There appears to be additional problems for the street's riskiest bank. I received this from a reader:
I have money tied up (frozen) in the primary fund. I have been checking the daily position of the fund each day to make sure the investments in that fund are maturing and are turning back to cash. Up and until today, every maturing investment was paid off. However, a 1.3 billion repurchase agreement owed to the fund by Morgan Stanley (MS) was not paid back, it was rolled over to 10-8 from 10-3 and the coupon rate went to 5.5 from 1.45. Any thoughts?
By the way, the reserve primary fund website to check these facts is www.reservefunds.com.
See the holdings statement which refer to this occurance here. The Reserve Fund's latest notice can be found on the site as well. Morgan Stanley's share price was severely punished Tuesday when the rumor spread that its Japanese funding source may pull out. Although the government gave the okay, over 25% will be bought by Mitsubushi bank over 25% underwater. I find it hard to believe that the Asians are not tire of losing money in Wall Street investments. Think about it, would you be willing to invest at $25 per share with a market price of $17 and change, a short ban about to be lifted, and a stock whose volatility and cost of capital is going through the roof. We can only assume they haven't spoke to the other Asian investors whose investment is deep sea diving right now. I welcome any and all comments from those that may have insight into the Morgan Stanley situation.
The Fed and other "key global regulators'' have approved the agreement by Japan's largest bank last week to buy $3 billion of Morgan Stanley's common stock at $25.25 apiece and $6 billion of convertible preferred stock, Morgan Stanley said in a statement. The shares have closed below $25.25 every day since the agreement was reached.

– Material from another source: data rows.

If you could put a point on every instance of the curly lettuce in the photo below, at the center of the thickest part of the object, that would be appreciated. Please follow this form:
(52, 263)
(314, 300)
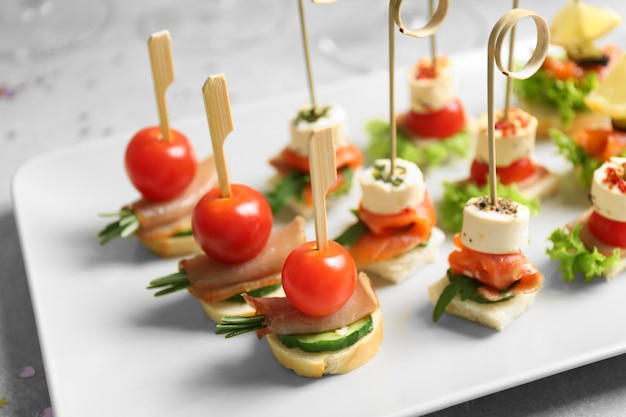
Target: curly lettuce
(456, 194)
(584, 163)
(566, 96)
(574, 257)
(433, 153)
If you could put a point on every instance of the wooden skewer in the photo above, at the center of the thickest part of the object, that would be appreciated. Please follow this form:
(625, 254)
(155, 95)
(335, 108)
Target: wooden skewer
(433, 37)
(160, 49)
(323, 174)
(307, 54)
(217, 106)
(395, 11)
(509, 80)
(494, 56)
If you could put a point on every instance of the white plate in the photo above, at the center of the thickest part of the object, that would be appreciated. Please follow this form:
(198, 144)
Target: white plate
(111, 348)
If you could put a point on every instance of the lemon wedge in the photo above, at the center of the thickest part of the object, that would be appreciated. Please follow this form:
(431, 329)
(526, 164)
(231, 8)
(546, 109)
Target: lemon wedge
(578, 23)
(610, 96)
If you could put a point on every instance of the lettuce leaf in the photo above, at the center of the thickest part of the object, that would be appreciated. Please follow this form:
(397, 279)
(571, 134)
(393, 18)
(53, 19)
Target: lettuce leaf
(292, 185)
(585, 165)
(433, 153)
(456, 194)
(566, 96)
(574, 257)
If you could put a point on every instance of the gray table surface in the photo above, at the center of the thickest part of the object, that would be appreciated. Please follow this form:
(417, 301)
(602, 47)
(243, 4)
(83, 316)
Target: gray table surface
(79, 95)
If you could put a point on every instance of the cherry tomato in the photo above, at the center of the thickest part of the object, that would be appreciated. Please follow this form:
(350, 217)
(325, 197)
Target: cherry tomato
(607, 230)
(516, 172)
(160, 169)
(439, 124)
(233, 229)
(319, 282)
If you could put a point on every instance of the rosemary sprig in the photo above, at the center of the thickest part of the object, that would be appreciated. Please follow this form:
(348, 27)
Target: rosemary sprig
(232, 326)
(170, 283)
(127, 224)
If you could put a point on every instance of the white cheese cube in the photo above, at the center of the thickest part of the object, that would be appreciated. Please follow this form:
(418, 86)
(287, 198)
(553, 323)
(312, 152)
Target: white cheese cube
(430, 94)
(383, 194)
(606, 197)
(511, 145)
(496, 230)
(301, 129)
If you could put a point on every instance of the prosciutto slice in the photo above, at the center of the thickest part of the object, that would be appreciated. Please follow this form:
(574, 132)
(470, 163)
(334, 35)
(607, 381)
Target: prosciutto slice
(281, 317)
(155, 216)
(209, 277)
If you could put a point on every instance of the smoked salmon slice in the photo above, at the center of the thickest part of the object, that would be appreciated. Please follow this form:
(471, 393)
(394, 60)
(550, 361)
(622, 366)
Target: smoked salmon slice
(286, 160)
(497, 272)
(601, 143)
(389, 236)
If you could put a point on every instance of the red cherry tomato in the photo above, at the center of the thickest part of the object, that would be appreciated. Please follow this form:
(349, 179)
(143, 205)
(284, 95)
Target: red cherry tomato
(233, 229)
(516, 172)
(160, 169)
(319, 282)
(607, 230)
(439, 124)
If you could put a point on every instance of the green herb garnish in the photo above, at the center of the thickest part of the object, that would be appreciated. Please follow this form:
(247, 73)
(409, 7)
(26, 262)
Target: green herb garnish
(465, 287)
(456, 194)
(170, 283)
(232, 326)
(127, 224)
(311, 115)
(292, 185)
(430, 153)
(575, 257)
(259, 292)
(566, 96)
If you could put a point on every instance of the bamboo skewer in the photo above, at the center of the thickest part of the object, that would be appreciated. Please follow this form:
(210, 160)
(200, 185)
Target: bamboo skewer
(307, 54)
(494, 56)
(160, 49)
(436, 20)
(217, 107)
(323, 174)
(509, 81)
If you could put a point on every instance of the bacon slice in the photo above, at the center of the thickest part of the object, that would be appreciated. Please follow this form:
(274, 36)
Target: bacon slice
(281, 317)
(158, 217)
(495, 271)
(212, 280)
(393, 235)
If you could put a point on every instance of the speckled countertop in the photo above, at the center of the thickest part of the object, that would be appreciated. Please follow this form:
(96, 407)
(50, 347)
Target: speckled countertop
(101, 87)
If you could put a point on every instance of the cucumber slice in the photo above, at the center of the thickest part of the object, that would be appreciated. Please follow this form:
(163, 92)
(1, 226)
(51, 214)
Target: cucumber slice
(259, 292)
(329, 341)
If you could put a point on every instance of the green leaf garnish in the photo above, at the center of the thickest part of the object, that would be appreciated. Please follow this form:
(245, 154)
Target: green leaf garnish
(292, 185)
(127, 224)
(456, 194)
(432, 153)
(574, 257)
(312, 114)
(567, 96)
(170, 283)
(584, 163)
(259, 292)
(466, 288)
(232, 326)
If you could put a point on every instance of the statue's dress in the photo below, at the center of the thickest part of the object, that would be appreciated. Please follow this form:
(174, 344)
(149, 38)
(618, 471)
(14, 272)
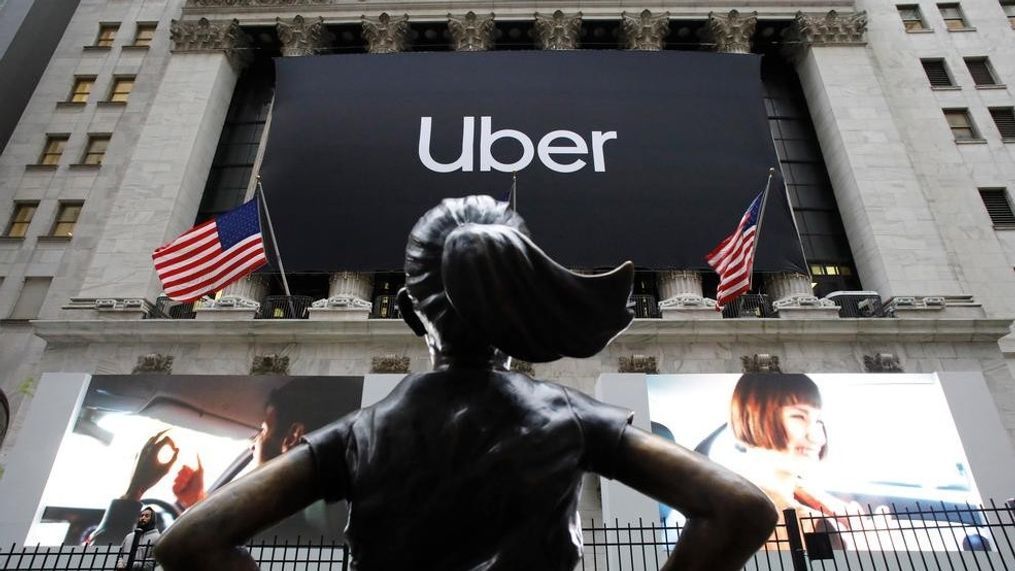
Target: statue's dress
(468, 470)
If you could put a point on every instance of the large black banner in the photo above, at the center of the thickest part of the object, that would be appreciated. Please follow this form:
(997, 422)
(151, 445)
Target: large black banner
(620, 155)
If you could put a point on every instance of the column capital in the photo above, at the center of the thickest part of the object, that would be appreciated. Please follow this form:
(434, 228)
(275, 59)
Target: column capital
(205, 36)
(830, 28)
(302, 38)
(471, 32)
(558, 31)
(732, 31)
(645, 31)
(386, 34)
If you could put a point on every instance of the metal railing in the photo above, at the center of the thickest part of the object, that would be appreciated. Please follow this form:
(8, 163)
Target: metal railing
(945, 537)
(285, 307)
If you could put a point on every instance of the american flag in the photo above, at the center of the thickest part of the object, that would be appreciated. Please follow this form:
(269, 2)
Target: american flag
(733, 259)
(211, 255)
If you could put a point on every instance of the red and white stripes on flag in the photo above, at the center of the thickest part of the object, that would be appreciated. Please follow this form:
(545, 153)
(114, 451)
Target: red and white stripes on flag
(211, 255)
(733, 259)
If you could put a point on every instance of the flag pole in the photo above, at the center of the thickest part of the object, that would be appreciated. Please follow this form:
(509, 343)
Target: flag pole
(757, 230)
(274, 242)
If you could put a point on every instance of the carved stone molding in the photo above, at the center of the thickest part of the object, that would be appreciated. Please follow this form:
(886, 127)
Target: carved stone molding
(386, 34)
(208, 36)
(558, 31)
(760, 363)
(153, 363)
(732, 31)
(638, 364)
(882, 363)
(301, 38)
(272, 363)
(396, 364)
(645, 31)
(830, 28)
(524, 367)
(471, 32)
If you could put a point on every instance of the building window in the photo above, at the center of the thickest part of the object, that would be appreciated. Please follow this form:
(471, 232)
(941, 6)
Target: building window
(911, 18)
(980, 71)
(30, 300)
(144, 34)
(107, 34)
(82, 88)
(937, 73)
(122, 86)
(999, 208)
(53, 149)
(95, 150)
(961, 125)
(1004, 118)
(20, 219)
(66, 219)
(952, 15)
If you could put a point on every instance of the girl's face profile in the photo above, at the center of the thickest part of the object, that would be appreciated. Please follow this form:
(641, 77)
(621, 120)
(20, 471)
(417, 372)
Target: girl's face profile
(805, 433)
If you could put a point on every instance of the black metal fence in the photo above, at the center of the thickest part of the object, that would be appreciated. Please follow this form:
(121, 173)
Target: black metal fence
(887, 538)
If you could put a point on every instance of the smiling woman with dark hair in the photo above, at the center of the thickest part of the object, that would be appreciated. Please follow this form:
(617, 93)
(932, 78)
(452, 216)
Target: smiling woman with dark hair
(472, 467)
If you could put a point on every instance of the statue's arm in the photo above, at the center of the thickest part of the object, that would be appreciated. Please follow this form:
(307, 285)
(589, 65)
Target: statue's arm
(209, 534)
(728, 517)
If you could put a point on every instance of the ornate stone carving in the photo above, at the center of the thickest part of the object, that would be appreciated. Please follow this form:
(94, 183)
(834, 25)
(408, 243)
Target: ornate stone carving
(386, 34)
(882, 363)
(394, 364)
(645, 31)
(524, 367)
(153, 363)
(732, 31)
(558, 31)
(471, 32)
(638, 364)
(270, 364)
(831, 28)
(301, 38)
(208, 36)
(760, 363)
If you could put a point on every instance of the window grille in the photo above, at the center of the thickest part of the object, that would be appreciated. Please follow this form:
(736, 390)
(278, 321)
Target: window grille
(1004, 118)
(937, 73)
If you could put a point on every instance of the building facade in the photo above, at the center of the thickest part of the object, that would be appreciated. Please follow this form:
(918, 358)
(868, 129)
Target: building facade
(893, 123)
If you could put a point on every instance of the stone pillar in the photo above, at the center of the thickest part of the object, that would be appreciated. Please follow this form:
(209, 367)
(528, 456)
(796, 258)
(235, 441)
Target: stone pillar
(348, 297)
(471, 32)
(386, 34)
(731, 32)
(240, 300)
(680, 291)
(645, 31)
(868, 161)
(558, 31)
(793, 297)
(163, 181)
(301, 38)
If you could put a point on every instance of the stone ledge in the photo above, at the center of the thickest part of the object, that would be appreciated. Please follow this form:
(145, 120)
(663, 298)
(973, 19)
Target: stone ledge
(730, 331)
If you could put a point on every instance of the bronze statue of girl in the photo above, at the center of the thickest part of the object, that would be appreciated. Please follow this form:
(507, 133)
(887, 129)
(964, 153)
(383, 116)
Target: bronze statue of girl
(471, 467)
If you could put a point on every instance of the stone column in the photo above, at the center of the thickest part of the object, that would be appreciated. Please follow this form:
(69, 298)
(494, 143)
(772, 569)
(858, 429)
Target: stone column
(471, 32)
(645, 31)
(680, 291)
(386, 34)
(162, 184)
(731, 32)
(869, 162)
(348, 297)
(793, 297)
(301, 38)
(558, 31)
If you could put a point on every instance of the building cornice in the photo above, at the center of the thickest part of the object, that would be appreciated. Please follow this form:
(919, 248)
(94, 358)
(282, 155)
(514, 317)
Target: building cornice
(264, 12)
(755, 332)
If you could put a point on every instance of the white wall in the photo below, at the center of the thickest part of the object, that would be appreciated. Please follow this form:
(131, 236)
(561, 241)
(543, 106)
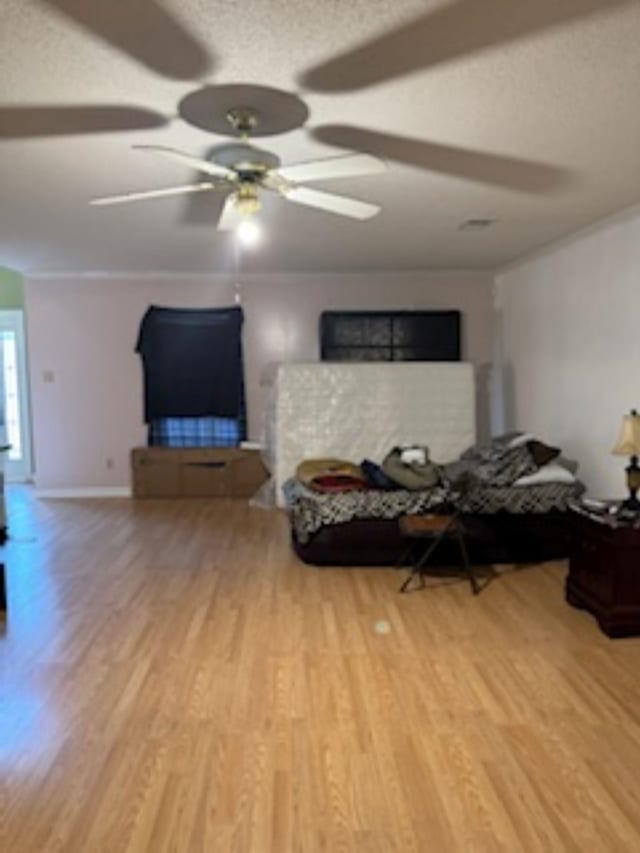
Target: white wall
(86, 380)
(569, 322)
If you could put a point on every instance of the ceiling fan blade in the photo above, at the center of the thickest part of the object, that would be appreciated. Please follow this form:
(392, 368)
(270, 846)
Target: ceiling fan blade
(510, 172)
(230, 217)
(456, 29)
(332, 203)
(144, 30)
(202, 209)
(141, 196)
(349, 166)
(187, 160)
(25, 122)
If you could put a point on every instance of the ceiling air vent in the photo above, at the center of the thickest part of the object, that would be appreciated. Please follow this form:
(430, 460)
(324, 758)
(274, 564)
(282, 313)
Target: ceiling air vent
(476, 224)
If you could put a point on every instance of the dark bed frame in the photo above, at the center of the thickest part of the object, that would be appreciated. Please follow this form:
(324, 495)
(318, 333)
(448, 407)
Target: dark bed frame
(499, 538)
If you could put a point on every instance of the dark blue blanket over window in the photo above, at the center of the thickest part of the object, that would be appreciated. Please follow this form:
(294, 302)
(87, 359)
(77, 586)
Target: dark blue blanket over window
(192, 361)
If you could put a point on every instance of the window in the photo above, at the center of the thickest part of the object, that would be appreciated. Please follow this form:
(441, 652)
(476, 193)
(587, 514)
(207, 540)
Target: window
(193, 376)
(390, 335)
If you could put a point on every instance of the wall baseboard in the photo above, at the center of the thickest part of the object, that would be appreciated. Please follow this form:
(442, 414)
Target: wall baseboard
(90, 492)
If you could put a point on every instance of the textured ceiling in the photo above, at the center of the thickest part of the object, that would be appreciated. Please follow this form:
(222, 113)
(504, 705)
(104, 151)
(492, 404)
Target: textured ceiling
(537, 127)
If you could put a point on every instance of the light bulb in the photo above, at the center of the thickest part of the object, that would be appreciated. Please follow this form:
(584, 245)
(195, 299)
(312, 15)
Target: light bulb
(249, 233)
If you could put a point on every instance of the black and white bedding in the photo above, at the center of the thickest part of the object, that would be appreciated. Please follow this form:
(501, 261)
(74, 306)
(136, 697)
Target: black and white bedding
(310, 510)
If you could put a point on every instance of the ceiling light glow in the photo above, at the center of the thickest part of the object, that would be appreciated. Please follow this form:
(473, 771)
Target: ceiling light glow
(249, 233)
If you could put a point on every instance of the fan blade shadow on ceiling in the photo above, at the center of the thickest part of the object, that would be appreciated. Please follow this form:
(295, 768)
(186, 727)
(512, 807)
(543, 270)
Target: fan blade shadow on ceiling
(458, 29)
(508, 172)
(34, 121)
(144, 30)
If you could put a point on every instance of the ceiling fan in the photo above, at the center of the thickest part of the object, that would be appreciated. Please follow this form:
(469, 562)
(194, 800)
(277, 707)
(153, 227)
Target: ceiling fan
(242, 171)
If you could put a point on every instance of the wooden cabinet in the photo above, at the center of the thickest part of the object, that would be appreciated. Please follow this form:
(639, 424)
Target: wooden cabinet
(604, 572)
(229, 472)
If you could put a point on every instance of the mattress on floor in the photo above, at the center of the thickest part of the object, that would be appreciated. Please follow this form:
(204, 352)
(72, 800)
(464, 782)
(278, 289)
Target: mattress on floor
(362, 410)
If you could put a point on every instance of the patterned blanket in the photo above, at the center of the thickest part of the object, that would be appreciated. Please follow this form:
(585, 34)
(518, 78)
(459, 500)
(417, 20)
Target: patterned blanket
(310, 510)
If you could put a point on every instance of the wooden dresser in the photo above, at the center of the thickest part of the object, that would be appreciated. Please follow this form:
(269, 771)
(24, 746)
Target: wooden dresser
(604, 572)
(229, 472)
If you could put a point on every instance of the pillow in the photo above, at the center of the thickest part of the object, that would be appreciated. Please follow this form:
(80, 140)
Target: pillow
(494, 445)
(547, 474)
(569, 464)
(542, 453)
(503, 467)
(412, 476)
(519, 440)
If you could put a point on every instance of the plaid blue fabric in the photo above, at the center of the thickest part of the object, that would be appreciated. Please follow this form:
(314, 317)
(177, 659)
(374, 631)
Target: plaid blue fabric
(195, 432)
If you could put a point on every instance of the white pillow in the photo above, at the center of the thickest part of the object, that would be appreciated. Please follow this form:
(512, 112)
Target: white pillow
(551, 473)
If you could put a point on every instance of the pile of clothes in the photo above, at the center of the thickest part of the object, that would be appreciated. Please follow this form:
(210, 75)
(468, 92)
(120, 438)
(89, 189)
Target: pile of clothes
(402, 468)
(513, 459)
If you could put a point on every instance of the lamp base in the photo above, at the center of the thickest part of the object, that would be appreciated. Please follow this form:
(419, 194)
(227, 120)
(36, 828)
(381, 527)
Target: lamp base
(631, 503)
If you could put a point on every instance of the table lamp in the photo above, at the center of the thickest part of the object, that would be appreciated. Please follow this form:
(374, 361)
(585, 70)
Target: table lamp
(629, 445)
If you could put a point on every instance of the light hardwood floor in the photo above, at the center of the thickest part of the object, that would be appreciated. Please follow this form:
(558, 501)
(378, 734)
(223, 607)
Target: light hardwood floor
(173, 679)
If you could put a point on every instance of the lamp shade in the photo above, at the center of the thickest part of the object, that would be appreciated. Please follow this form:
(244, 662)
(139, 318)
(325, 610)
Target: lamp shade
(629, 440)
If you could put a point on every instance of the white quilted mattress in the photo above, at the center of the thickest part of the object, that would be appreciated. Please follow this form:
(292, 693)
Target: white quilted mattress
(358, 411)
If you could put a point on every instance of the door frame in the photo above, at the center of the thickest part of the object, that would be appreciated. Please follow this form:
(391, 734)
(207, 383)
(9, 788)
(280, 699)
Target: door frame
(12, 320)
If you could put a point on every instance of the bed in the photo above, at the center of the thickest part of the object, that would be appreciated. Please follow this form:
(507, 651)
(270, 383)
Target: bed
(357, 411)
(361, 528)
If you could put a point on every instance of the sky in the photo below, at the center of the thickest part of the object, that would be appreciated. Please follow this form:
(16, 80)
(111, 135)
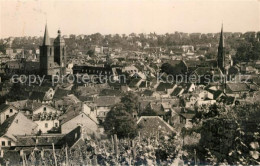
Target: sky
(28, 17)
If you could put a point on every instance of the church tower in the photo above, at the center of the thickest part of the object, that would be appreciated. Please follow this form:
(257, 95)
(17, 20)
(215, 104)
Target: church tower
(60, 53)
(221, 52)
(46, 55)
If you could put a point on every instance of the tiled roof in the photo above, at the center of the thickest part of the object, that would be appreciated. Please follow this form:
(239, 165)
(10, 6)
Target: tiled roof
(110, 92)
(3, 107)
(153, 124)
(237, 87)
(37, 96)
(176, 91)
(59, 93)
(4, 127)
(164, 86)
(106, 101)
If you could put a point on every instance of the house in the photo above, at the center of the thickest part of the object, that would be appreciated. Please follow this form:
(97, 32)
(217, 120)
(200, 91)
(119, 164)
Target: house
(130, 69)
(237, 89)
(103, 105)
(79, 115)
(186, 117)
(188, 87)
(165, 89)
(41, 93)
(7, 111)
(150, 93)
(18, 124)
(152, 125)
(177, 92)
(46, 117)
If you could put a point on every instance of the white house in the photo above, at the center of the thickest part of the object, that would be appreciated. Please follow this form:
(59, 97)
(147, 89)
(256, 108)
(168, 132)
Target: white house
(6, 111)
(79, 115)
(18, 124)
(46, 117)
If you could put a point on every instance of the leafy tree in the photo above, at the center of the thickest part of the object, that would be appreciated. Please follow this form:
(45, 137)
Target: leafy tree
(148, 112)
(130, 102)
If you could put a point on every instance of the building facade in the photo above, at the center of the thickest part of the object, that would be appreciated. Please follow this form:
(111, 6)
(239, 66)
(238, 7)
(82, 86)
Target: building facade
(53, 57)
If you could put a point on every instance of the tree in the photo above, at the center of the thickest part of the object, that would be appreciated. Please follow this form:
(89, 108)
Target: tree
(119, 121)
(130, 102)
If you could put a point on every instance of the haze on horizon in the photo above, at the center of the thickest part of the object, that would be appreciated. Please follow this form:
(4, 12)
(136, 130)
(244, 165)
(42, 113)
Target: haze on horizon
(28, 18)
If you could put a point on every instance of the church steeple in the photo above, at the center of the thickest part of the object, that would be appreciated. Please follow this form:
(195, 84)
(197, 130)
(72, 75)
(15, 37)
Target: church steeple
(221, 40)
(221, 52)
(46, 39)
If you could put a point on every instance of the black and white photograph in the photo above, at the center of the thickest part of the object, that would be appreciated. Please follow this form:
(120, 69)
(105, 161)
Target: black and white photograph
(129, 82)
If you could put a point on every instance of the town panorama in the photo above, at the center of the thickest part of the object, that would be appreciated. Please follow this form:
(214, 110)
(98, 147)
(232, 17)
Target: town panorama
(130, 99)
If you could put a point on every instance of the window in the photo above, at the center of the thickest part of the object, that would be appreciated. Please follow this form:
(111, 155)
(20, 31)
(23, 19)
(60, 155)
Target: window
(3, 143)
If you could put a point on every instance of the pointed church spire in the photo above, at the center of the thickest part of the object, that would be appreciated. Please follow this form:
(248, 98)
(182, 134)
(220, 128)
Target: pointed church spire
(46, 39)
(221, 40)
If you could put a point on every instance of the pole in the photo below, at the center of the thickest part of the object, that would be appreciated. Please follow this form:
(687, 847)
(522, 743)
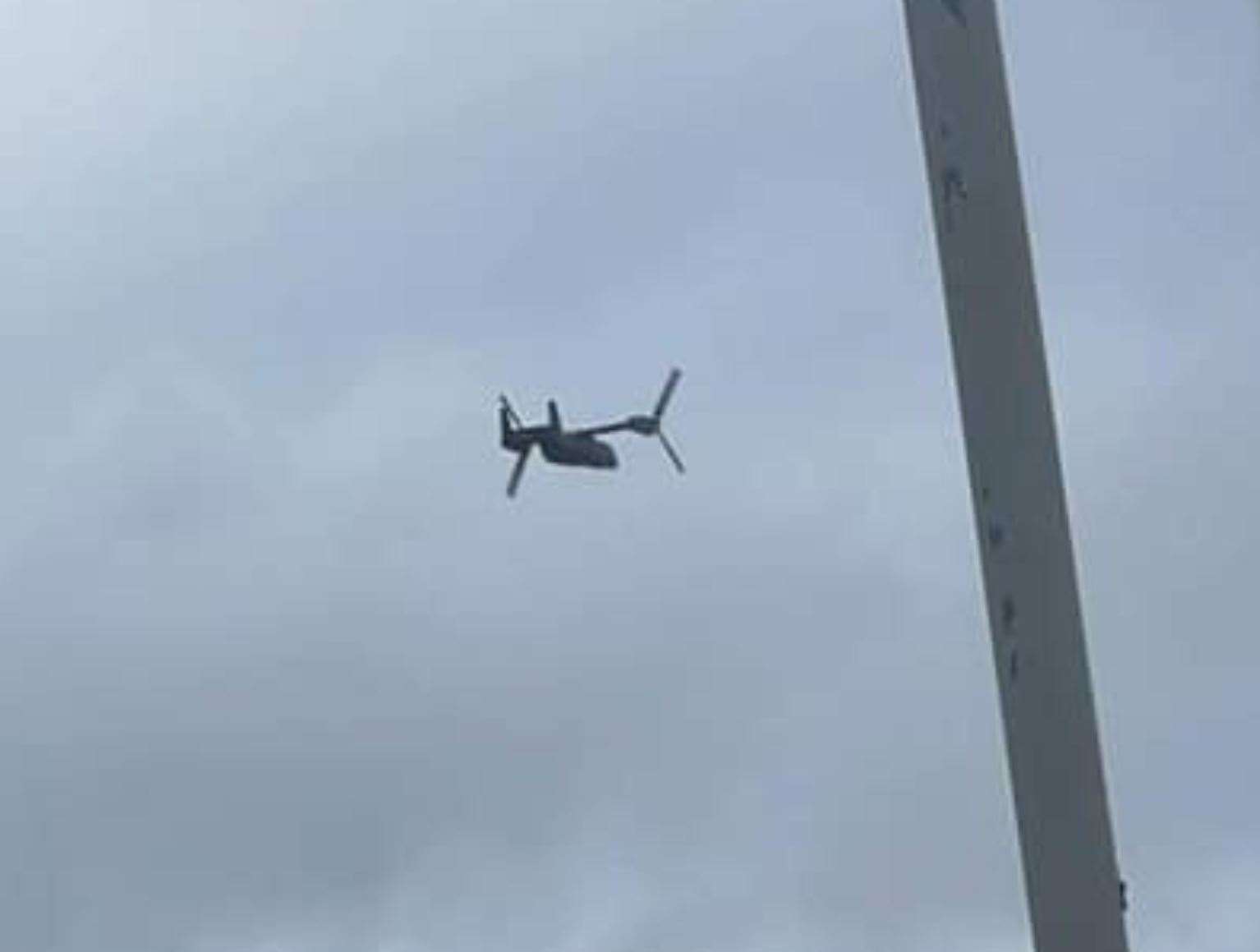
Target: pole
(1074, 890)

"There's a rumor Mitsubishi may pull out,'' Fred Froewiss, vice president of institutional sales at RF Lafferty & Co. in New York, said earlier today. "Maybe they're getting cold feet because of the freeze in the credit markets. The market is really trading on whispers and fear.''
Morgan Stanley dropped $5.85, or 25 percent, to $17.65 in New York Stock Exchange composite trading after falling as low as $14.13 earlier in the day.